Гойберг смотрел чуть иронично, но уже — тепло. С пониманием.
— Что ж, — сказал он, — мысль, может быть, и не слишком оригинальная, но выражена сильно. Вы сами придумали сию метафору?
— Разумеется, — переведя дух, сказал Богдан, взял бокал и как следует глотнул. Оставалось надеяться, что его голос дрожал не слишком заметно. — Я идеалист матерый, со стажем, мне ли не чувствовать таких оттенков!
— В таком случае — я спокоен за вашу книгу, — кивнул Гойберг. — Она получится. Теперь я знаю, что вам надо, и даже склонен вам верить — и я спокоен. То есть, я полагаю, вы что-то недоговариваете — но, в конце концов, вы имеете на это полное право… Однако я не понимаю другого. Чем я могу вам помочь?
— Ванюшин, — сказал Богдан. Гойберг будто померк в своем кресле.
— Ах вот оно что… — пробормотал он.
— Все, что можно было почерпнуть из книг, журналов и сети, я обработал, — сказал Богдан. — Но у вас наверняка есть какие-то специальные материалы… И главное, я хотел бы встретиться с ним лично. Не прошу нас свести и познакомить — могу представить себе, что ваша рекомендация для этого человека мало что значит…

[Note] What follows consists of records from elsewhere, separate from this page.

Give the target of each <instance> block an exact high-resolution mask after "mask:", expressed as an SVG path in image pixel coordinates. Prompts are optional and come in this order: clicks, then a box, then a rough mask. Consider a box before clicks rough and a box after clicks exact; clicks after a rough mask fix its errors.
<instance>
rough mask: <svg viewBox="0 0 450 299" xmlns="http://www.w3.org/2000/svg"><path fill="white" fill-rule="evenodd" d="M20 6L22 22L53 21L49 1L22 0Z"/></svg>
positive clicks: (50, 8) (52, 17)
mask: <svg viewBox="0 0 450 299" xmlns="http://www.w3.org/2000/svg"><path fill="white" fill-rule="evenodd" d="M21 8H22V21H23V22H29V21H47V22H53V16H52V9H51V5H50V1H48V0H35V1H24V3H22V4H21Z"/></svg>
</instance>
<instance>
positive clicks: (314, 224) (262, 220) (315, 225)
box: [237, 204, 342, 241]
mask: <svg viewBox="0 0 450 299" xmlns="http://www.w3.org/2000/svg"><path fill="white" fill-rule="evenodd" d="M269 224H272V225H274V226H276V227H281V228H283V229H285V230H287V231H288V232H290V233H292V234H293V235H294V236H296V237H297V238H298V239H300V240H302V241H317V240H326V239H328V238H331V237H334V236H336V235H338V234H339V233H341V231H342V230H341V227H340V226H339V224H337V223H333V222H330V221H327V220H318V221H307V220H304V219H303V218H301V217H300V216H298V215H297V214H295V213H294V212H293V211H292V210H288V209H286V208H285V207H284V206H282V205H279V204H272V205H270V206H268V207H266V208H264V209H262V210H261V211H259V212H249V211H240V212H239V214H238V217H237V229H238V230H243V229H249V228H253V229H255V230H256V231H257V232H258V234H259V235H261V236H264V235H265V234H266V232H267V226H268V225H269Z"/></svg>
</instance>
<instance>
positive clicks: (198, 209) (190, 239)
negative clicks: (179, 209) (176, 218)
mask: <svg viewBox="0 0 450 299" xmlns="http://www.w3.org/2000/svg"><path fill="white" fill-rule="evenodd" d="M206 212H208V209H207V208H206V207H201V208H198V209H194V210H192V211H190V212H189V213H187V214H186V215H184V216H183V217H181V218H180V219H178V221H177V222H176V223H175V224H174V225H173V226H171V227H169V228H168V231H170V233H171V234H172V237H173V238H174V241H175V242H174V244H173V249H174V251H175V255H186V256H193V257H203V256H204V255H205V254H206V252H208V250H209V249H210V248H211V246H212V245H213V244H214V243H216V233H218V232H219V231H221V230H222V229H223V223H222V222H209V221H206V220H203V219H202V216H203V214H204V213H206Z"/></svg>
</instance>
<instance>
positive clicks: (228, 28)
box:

— Наоборот, много, — сказал Гойберг. — Только в противуположном смысле. Послушает и сделает наоборот.
— Тем более. Но я буду пробовать сам и… вы наверняка об этом узнаете — так вот, имейте в виду, я с добрыми намерениями. По делу. Я хочу его понять.
Минфа не обманывал директора Иерусалимского КУБа ни единым словом. Ни князь, ни Гадаборцев, сами явно уже догадавшись о причастности Ванюшина к тайному испытанию «Снега», ничего Богдану не сказали — пустили вслепую, как мальчика: мол, пусть моралист и добряк разбирается сам, а мы, ежели он наломает дров, подоспеем все в белом. И потому у Богдана были развязаны руки. Ему важно было все уразуметь самому — а потом… Потом он будет решать не как чиновник Александрийского улуса, а как Божья тварь, для которой спасение души — не пустой звук.
Измена долгу подданного — смертный грех. Но измена человеколюбию, измена долгу благородного мужа — грех худший во сто крат.
— Варварские сайты вы тоже смотрели? — спросил Гойберг.
— Да. Вкратце.
— Что я могу вам сказать, — задумчиво и как-то устало проговорил Гойберг. — Мы его, конечно, охраняем по старой памяти… Все ж таки великий секретный физик. Хотя теперь приходится его охранять скорее по другой причине. Не от чужих, а от своих — которых он сам сделал себе чужими. Немало есть, поверьте, людей, которые рады были бы сказать ему с глазу на глаз пару ласковых… А то и оскорбить. Действием. Очень забавно: он-то убежден, что мы просто следим за каждым его шагом и пресекаем его общение с единочаятелями. Он убежден, что их у него очень много, а вот оскорбители все, мол, КУБом подосланы… — В голосе Гойберга зазвучала неподдельная горечь. — Хотя пораскинул бы своим умом непредвзято: если ты говоришь что-то, не совпадающее с тем, во что испокон веку верят все, значит, кого может быть у тебя больше: тех, кто с тобой согласен, или тех, кто — нет? Знали бы они с супругой, сколько мы хулиганств предотвратили… Одно время соседские мальчишки взяли моду свастику ему на дверях рисовать — мои ребята стирали всякий день, улучая, пока никто не видит… Не знаю, может, надо было о каждом таком случае тоже трубить через средства всенародного оповещения? Но поначалу стеснялись, а потом уж не с руки начинать, когда столько раз отмалчивались… Я дам вам телефон человека, который всем этим непосредственно ведает. Начальник негласной охраны Ванюшина. Он, по-моему, поседеет скоро от потуг одновременно и варварскую прессу не обидеть, и свободе Ванюшина и его жены препон не учинить, и безопасность их обеспечить. Вот они только что вернулись из Теплиса. Вы слышали о тамошних событиях?